Maverick Carter (born October 10, 1981) is an American sports marketing businessman and executive who is the chief executive officer (CEO) of SpringHill Company, Uninterrupted, and the Robot Company, all part of the holding company LRMR Ventures, which he co-founded with LeBron James.

==Early life and education==
Maverick Carter was born on October 10, 1981. He spent most of his youth in Akron, Ohio, and Atlanta, Georgia. Carter grew up the son of Katherine Powers, a social worker, and Otis Carter. Carter and LeBron James became friends as children. Both played basketball and football at St. Vincent–St. Mary High School (SVSM) in Akron. He also played on the same team as Jay Williams at the Five Star Camp.

After graduating from SVSM, Carter played college basketball for one season at Western Michigan, averaging 2.0 points and 2.3 personal fouls per game in 2000-01, before transferring after his freshman year to the University of Akron. Carter attended Western Michigan University but left to intern in Nike's basketball sports marketing department.

==Career==
Carter interned with Nike, withdrawing from college to become a Nike field representative. He later secured a full-time position at Nike before joining James as a business associate in 2004. He became the business manager of James in 2005.

In 2010, Carter managed the production of The Decision, a television special announcing James's move from the Cleveland Cavaliers to the Miami Heat. In 2011, he arranged a deal between LRMR and Fenway Sports Group that secured James a partial stake in Liverpool F.C. and bolstered his overseas profile. In the same year, he also developed The LeBrons series of commercials featuring caricatures of James.

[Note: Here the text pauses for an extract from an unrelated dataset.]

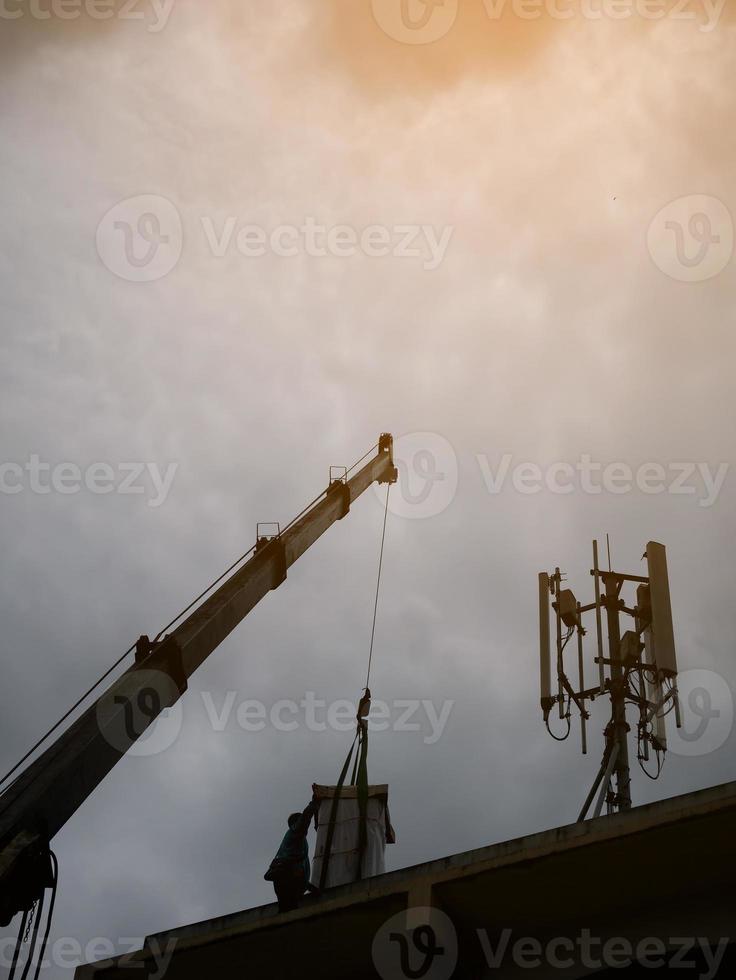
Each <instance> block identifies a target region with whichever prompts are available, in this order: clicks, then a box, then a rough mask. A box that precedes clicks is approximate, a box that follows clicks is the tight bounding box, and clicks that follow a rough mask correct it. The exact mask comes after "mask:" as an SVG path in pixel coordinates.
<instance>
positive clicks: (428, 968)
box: [371, 908, 457, 980]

In 2013, Carter founded SpringHill Entertainment, followed by the launch of Uninterrupted in the following year. In 2014, Carter, together with Paul Wachter, negotiated a Nike endorsement deal for James that was reported to be worth over $1 billion. Wachter also assisted in establishing partnerships with Cannondale and Beats Electronics, the latter of which reportedly generated more than $100 million in earnings for James following Apple Inc.'s acquisition of Beats in 2014. Later in 2014, Carter moved to Los Angeles and signed a production deal with Warner Bros. Entertainment. In 2015, Uninterrupted raised $23 million in funding from Warner Bros. Entertainment and Turner Sports.

In 2016, Carter donated $1 million to the National Museum of African American History and Culture in Washington, D.C.

In 2020, Carter co-founded SpringHill Company with LeBron James with an investment of $100 million. Named after the Akron apartment complex where James lived in sixth grade, the company consolidated three businesses: the Robot Co., SpringHill Entertainment, and Uninterrupted. Before its merger, SpringHill Entertainment completed at least 19 film and television projects, including a Netflix limited series about Madam C.J. Walker starring Octavia Spencer, the Disney XD series Becoming, the Starz series Survivor's Remorse, the NBC game show The Wall, the Bleacher Report spinoff Uninterrupted, and Space Jam: A New Legacy. Carter and James provided $1.3 million to the initial winners of their game show The Wall. Likewise, Uninterrupted worked with 250 professional athletes, including Serena Williams and Odell Beckham Jr.

In 2021, Carter parlayed a deal whereby he and James each gained part ownership stakes of the Boston Red Sox.

In 2022, Carter was an executive producer, alongside James and Drake, of Hubert Davis's documentary film Black Ice.

In 2023, he won the Children's and Family Emmy Award for Outstanding Young Teen Series at the 2nd Children's and Family Emmy Awards as executive producer on the Disney+ sports drama series The Crossover.